New data laws introduced by the European Commission will not let investigators overrule paedophiles’ privacy rights, which has led to charities accusing the Commission of putting the privacy rights ahead of children safety.

Sweeping new data laws introduced by the European Commission will restrict tech firms from flagging up child abuse images to police as it would be deemed a breach of paedophiles’ privacy.

The new data laws are unlike any other data laws as the rules will not let investigators overrule the rights of paedophiles in order to protect children from harm.

The move has been slammed by charities across the EU.

Last week John Carr, secretary of the Children’s Charities’ Coalition on Internet Safety, the body which represents 11 of the biggest charities including Barnardo’s and the NSPCC, wrote to the European Commission and demanded alter the regulations so investigators can remove inappropriate images.

Mr Carr said: “There ought to be no room for doubt or ambiguity on a matter of such fundamental importance to the protection of children. And yet there is.”

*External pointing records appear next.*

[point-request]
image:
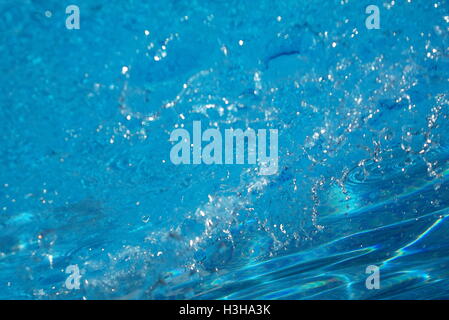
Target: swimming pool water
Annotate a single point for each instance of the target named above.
(86, 177)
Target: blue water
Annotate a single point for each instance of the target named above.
(86, 179)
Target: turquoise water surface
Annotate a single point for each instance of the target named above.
(86, 178)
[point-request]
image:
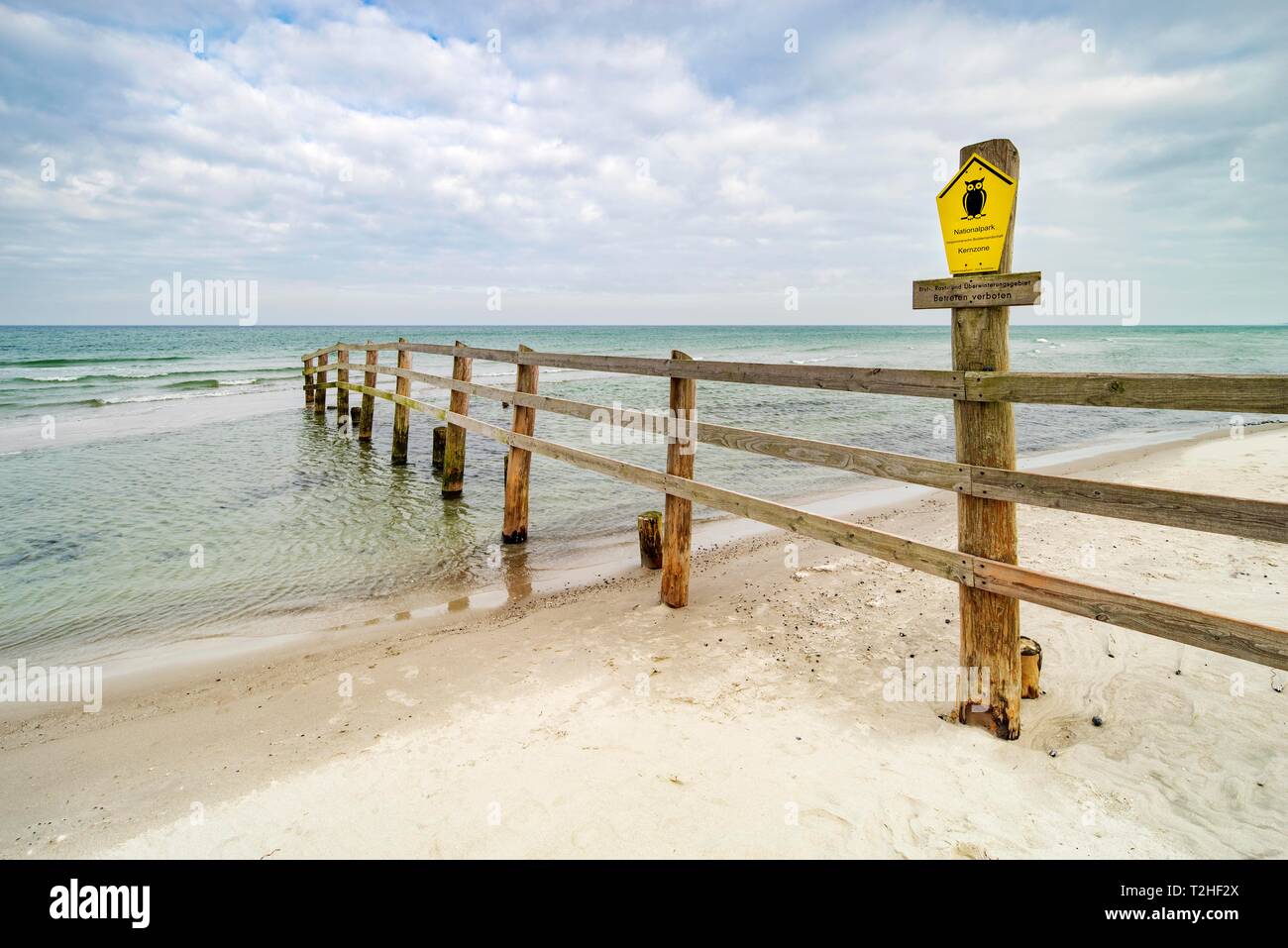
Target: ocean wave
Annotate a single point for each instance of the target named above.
(120, 377)
(89, 361)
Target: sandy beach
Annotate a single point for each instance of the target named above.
(756, 723)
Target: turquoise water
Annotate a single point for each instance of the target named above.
(167, 440)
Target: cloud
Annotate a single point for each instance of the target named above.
(614, 161)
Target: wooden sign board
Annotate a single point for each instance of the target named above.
(974, 215)
(974, 292)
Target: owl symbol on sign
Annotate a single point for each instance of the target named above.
(974, 198)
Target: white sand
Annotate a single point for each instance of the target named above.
(599, 723)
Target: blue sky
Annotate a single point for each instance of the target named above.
(629, 162)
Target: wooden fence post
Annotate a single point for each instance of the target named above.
(308, 381)
(678, 519)
(986, 436)
(402, 414)
(454, 451)
(519, 462)
(369, 402)
(342, 395)
(439, 447)
(318, 391)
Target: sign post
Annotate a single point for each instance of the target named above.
(977, 214)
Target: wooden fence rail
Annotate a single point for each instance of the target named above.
(1192, 390)
(1257, 519)
(1249, 640)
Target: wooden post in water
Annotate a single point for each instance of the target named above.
(342, 395)
(308, 381)
(649, 526)
(678, 520)
(366, 420)
(454, 449)
(318, 391)
(986, 527)
(439, 447)
(402, 414)
(519, 462)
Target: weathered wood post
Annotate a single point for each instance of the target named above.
(678, 520)
(649, 526)
(454, 449)
(318, 381)
(1030, 668)
(439, 447)
(366, 420)
(519, 462)
(986, 436)
(308, 381)
(342, 394)
(402, 414)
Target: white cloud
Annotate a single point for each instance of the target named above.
(617, 151)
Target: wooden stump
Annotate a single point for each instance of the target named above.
(368, 416)
(318, 381)
(1030, 668)
(342, 395)
(986, 527)
(651, 539)
(454, 451)
(518, 462)
(402, 414)
(678, 522)
(439, 446)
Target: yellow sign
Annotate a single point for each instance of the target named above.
(975, 214)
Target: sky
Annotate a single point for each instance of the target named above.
(630, 162)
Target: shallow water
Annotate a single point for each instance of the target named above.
(162, 509)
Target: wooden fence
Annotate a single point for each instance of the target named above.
(982, 388)
(1234, 517)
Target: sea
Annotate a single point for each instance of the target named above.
(166, 484)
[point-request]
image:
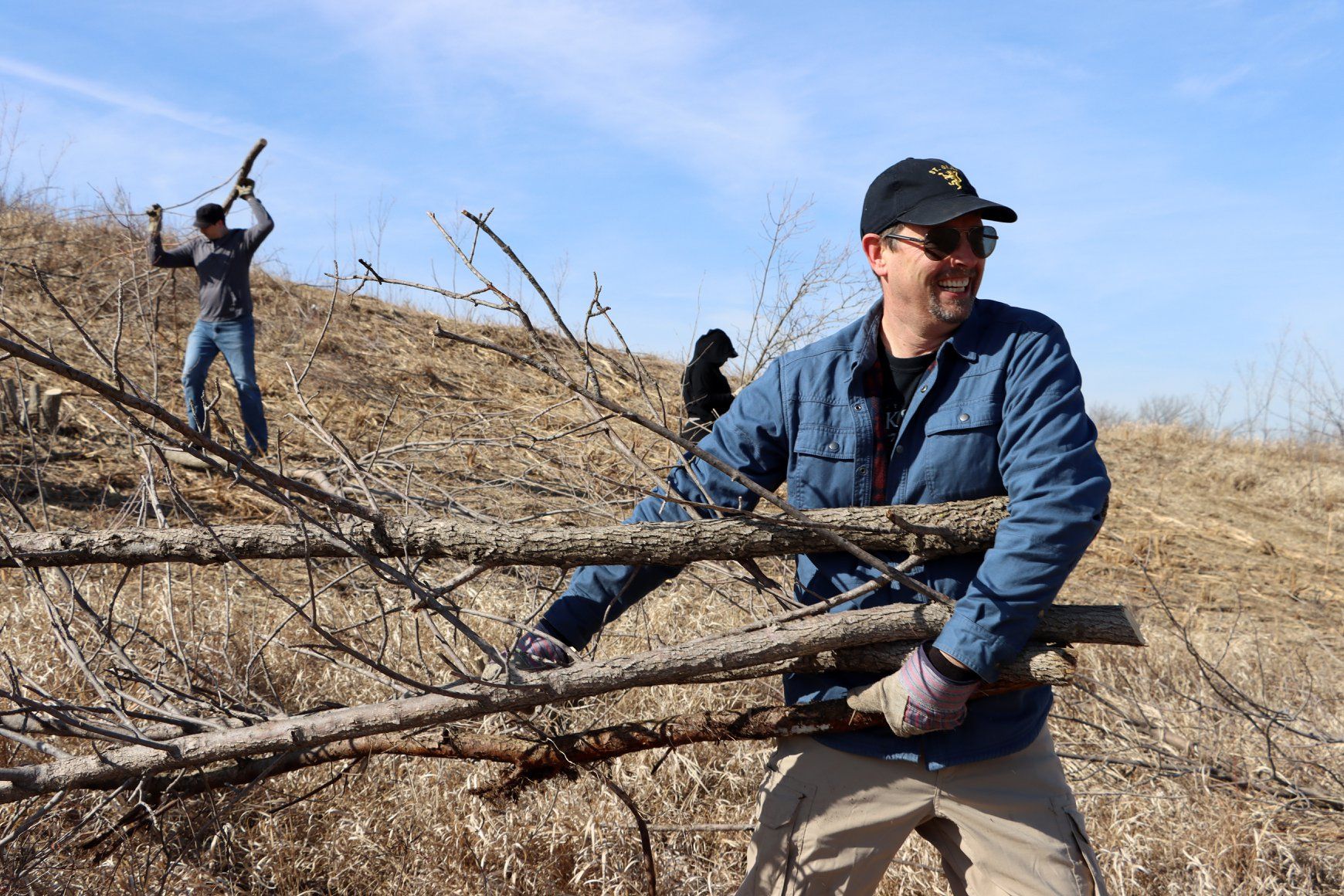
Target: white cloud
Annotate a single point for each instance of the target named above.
(671, 82)
(110, 96)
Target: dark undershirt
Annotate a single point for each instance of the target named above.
(904, 374)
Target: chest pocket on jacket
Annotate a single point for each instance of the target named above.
(823, 468)
(961, 452)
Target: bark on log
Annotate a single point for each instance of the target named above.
(930, 530)
(535, 761)
(682, 663)
(243, 172)
(51, 409)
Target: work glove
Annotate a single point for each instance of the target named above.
(917, 697)
(534, 652)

He has been joined by Javed Khan, who is the chief executive of Barnardo’s, Britain’s biggest charity. Mr Khan said that:

“Online child abuse is appalling. Any regulation change should not restrict the ability of tech companies and law enforcement to work together to stop child abuse online…We would urge the European Commission to make a simple change to the new e-privacy regulation so that all EU countries can continue to fight this horrific crime effectively.”

There are three exemptions to a users’ right to privacy which give tech firms the power to seize and report indecent images of children under new data laws, called the General Data Protection Regulation (GDPR).

These come into effect when it is imperative to protect an individual’s interest, to comply with the law or to carry out a task in the public interest.

The European Privacy Regulations (EPR), however, have no such exemptions. “Article 5 of the EPR prohibits the processing of data unless consent is given by the end user [ie the paedophile],” said a charity legal expert. “The worry is that if consent is the only exemption to the prohibition on processing data, then child sexual abuse offenders are unlikely to give their consent.

“The purpose of the regulations are stop the abuse and misuse of people’s data and privacy but the consequence is it potentially undermines what is being done to tackle child sexual abuse online.”

It is understood a number of other European countries have raised concerns in an attempt to force through an alternative option aligning the privacy laws with the GDPR exemptions.